Nurses from Ghana and India recruited to aid staff shortages in Scotland

There have been calls for a radical overhaul of how the most vulnerable in society are looked after.

Severe staff shortages in care homes across the country is forcing many providers to bring workers from overseas.

Brexit, Covid and staff burnout has placed an already creaking care system under added pressure.

There are now calls for a radical overhaul of how the most vulnerable are looked after.

Balhousie Care Group, Scotland’s largest private care provider, has been recruiting nurses from Ghana and India for a number of months.

They find them accommodation, pay for visas and put the new recruits through the necessary exams here to comply with UK nursing registration.

Eric Kakunaang has come from Ghana to work as a nurse at St Ronan’s Care Home in Dundee.

The 33-year-old has been working in small village hospitals and a 1000-bed teaching hospital in his homeland since qualifying in 2017.

“It’s a big opportunity and we’ll grab it with both hands,” said Eric.

“It’s more or less like you are taking care of the aged, people with dementia and we’ll do our best to help the residents in the nursing homes.”

Eric arrived in Scotland with his friend Salim Ahmed, who worked in A&E at the same teaching hospital.

Salim said: “At the beginning I was quite anxious, especially leaving your family and friends behind and coming here but at the end of the day it’s for the greater good so we got here, we’re happy.”

The pair made the 5000 mile journey to help with Scotland’s chronic shortage of care staff.

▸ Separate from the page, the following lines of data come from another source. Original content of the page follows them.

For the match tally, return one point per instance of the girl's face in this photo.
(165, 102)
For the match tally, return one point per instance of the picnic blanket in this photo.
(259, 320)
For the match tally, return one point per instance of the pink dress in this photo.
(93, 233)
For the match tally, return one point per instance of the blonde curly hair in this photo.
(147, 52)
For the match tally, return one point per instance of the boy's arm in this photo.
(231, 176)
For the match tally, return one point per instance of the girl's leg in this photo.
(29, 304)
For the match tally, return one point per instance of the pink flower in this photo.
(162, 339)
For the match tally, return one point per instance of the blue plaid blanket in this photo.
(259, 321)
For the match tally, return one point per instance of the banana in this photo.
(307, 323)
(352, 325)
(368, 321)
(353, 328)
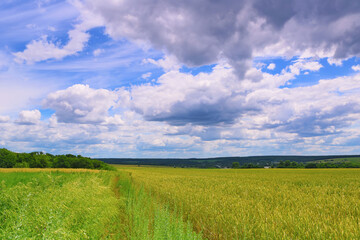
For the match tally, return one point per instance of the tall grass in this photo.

On arrival at Edinburgh Airport, they were met by old friend Solomon Oteng, who has been working at the Balhousie care home in Pitlochry since June.

He passed his OCSE nursing exam at the first attempt in August and encouraged Eric and Salim to come to Scotland too.

Solomon said: “I am delighted to see them both. I told them how good Scotland is and the need for more staff in care homes.”

“I love my job here. We don’t have care like this in Ghana. I have settled in well to Scotland and at the care home where the staff have been amazing.”

The staffing crisis extends to hospitals too and has led to more and more homes and health boards searching for workers overseas.

Jordan Russell, resourcing manager with Balhousie Care Group said: “We’re in the midst of a crisis at the minute in nursing and care, the care sector in general and the NHS but the social care sector, the private care sector is hit just as badly with Brexit and covid and burn out and a whole mixture of things.”

He added: “We are recruiting from universities directly and we have competitive packages to attract nurses but nurses are leaving the sector as quickly as they come in so there is a need to look at the overseas market.”

Earlier this year, rules were relaxed allowing foreign workers to come to the UK to help resolve the care crisis.

The GMB union says there are 170,000 vacancies in the care sector across the UK with 17,000 of those in Scotland.

A survey by Scottish Care, which represents the independent social care sector in Scotland, found that 88% of providers have faced recruitment problems.

Caroline Deane, Scottish Care workforce policy and practice lead: “It’s the increasing pressure which I think is being seen across the whole of health and social care. Pharmaceutical colleagues, the ambulance service, we know that everybody is facing this shortage of staff and the pressure it puts on the existing staff just increases. There has to be a radical change in how we deliver care in the future.”

More workers from overseas will arrive in Scotland in the coming months to help care for the most vulnerable in society.